There is the earlier quantization of the data that are then embedded and sent to the linear transformer we just discussed. Then, we have the fully connected layer to make our prediction, and we add a final step to make our model general: the bias adjustment decoder.

It will take the predictions and the “type features” we mentioned at the beginning of the article containing the reason the customer made a request to Uber to orient the prediction to a more appropriate value for the task. They periodically re-train and deploy their model using their own platform called Michelangelo, which I’d love to cover next if you are interested. If so, please let me know in the comments of the video or by DMs/email!

And voilà!

This is what Uber currently use in their system to deliver and give rides to everyone as efficiently as possible!

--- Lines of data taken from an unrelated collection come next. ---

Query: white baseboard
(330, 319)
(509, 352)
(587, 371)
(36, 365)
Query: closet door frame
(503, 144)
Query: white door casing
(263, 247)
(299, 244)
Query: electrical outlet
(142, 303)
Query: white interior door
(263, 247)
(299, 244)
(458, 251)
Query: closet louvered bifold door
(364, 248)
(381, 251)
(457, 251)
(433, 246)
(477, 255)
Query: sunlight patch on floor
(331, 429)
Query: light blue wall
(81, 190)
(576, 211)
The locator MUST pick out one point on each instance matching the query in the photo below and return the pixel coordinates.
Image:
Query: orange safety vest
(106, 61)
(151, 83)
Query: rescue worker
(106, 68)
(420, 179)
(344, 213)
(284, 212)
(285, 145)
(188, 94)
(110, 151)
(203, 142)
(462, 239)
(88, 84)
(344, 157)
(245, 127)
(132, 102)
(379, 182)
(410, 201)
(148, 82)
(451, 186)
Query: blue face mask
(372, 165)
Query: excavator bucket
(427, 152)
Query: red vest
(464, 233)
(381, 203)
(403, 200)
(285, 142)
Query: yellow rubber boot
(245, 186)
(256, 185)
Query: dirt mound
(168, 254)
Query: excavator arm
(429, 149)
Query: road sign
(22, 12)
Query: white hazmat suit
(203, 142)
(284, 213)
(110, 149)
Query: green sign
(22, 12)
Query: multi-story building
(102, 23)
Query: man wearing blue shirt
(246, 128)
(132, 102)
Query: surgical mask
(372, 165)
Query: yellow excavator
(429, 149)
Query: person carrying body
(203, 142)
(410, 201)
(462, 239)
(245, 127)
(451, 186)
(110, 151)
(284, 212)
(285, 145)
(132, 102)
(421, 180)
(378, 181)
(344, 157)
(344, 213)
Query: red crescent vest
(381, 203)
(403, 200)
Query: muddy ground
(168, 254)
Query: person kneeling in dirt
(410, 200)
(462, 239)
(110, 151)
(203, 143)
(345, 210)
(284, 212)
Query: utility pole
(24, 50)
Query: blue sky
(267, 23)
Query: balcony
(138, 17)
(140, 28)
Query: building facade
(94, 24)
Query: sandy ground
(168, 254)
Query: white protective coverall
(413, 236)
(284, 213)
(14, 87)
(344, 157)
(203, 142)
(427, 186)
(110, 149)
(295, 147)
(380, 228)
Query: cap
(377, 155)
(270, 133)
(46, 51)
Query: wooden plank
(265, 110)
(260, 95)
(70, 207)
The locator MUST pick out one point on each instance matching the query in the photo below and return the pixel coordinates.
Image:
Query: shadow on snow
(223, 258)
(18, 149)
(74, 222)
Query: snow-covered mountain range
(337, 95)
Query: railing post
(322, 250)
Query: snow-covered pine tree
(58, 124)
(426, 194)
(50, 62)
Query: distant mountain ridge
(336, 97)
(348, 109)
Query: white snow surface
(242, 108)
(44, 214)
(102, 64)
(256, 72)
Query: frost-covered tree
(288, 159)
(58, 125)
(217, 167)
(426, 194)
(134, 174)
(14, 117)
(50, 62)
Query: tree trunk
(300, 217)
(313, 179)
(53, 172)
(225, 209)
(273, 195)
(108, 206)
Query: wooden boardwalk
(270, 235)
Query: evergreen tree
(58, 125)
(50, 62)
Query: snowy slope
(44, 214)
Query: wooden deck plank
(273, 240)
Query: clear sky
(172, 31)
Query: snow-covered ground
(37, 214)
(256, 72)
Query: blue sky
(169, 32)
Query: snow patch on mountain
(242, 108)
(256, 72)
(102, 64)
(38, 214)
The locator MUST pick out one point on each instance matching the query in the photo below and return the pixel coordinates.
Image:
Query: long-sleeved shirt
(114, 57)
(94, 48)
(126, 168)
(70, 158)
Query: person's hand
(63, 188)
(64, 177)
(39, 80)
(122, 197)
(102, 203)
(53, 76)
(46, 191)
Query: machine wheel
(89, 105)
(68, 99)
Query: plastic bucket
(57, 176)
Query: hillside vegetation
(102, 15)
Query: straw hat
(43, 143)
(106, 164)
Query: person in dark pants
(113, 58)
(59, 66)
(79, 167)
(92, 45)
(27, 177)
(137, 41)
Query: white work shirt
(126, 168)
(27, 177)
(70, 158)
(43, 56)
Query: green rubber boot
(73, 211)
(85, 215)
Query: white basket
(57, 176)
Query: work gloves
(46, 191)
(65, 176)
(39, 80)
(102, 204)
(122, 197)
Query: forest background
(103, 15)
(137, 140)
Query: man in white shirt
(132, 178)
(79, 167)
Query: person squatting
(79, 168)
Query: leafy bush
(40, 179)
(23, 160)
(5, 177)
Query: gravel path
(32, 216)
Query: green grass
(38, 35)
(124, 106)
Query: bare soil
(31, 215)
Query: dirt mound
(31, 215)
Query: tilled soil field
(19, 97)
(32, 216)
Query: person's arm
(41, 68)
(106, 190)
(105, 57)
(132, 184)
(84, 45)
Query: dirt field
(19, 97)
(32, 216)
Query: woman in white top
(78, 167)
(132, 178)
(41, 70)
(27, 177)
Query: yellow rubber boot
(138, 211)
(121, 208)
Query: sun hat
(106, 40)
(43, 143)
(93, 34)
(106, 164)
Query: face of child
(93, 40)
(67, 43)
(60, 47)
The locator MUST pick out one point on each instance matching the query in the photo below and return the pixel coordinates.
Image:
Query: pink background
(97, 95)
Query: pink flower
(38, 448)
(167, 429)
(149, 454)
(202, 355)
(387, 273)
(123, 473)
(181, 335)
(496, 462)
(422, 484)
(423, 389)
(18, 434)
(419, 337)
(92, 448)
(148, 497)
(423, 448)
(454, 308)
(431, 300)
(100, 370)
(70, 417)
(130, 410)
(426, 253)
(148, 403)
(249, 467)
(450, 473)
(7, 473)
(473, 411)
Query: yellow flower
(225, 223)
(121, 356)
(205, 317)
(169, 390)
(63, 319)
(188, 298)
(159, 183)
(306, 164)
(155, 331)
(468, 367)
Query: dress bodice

Of course, this was only an overview, and they used more techniques to improve the architecture, which you can find out in their great blog post linked below if you are curious. I also just wanted to note that this was just an overview of their arrival time prediction algorithm, and I am in no way affiliated with Uber.

I hope you enjoyed this week’s article covering a model applied to the real world instead of a new research paper, and if so, please feel free to suggest any interesting applications or tools to cover next. I’d love to read your ideas!

Thank you for reading, and I will see you next week with another amazing paper!

References:

►Read the full article: /uber-deepeta/
►Uber blog post: https://www.uber.com/us/en/blog/deepeta-how-uber-predicts-arrival-times/
►What are transformers: https://youtu.be/sMCHC7XFynM
►Linear Transformers: https://arxiv.org/pdf/2006.16236.pdf
►My Newsletter (A new AI application explained weekly to your emails!): /newsletter/

FAQ

What is Uber DeepETA?

DeepETA is Uber's machine learning approach for estimating arrival times by learning from route, traffic, location, and historical trip data.

Why is ETA prediction hard?

Travel time changes with traffic, routing, weather, driver behavior, demand, city layout, events, and many small real-world signals.

Why does ETA accuracy matter?

Better ETA predictions improve user trust, pickup planning, marketplace efficiency, and the decisions riders and drivers make in the app.

What makes this a production ML problem?

The system has to run fast, update with fresh data, handle cities differently, monitor failures, and improve from real trip outcomes.

What can AI builders learn from DeepETA?

Start from the product decision, use the data available at prediction time, and measure whether the model improves the user experience.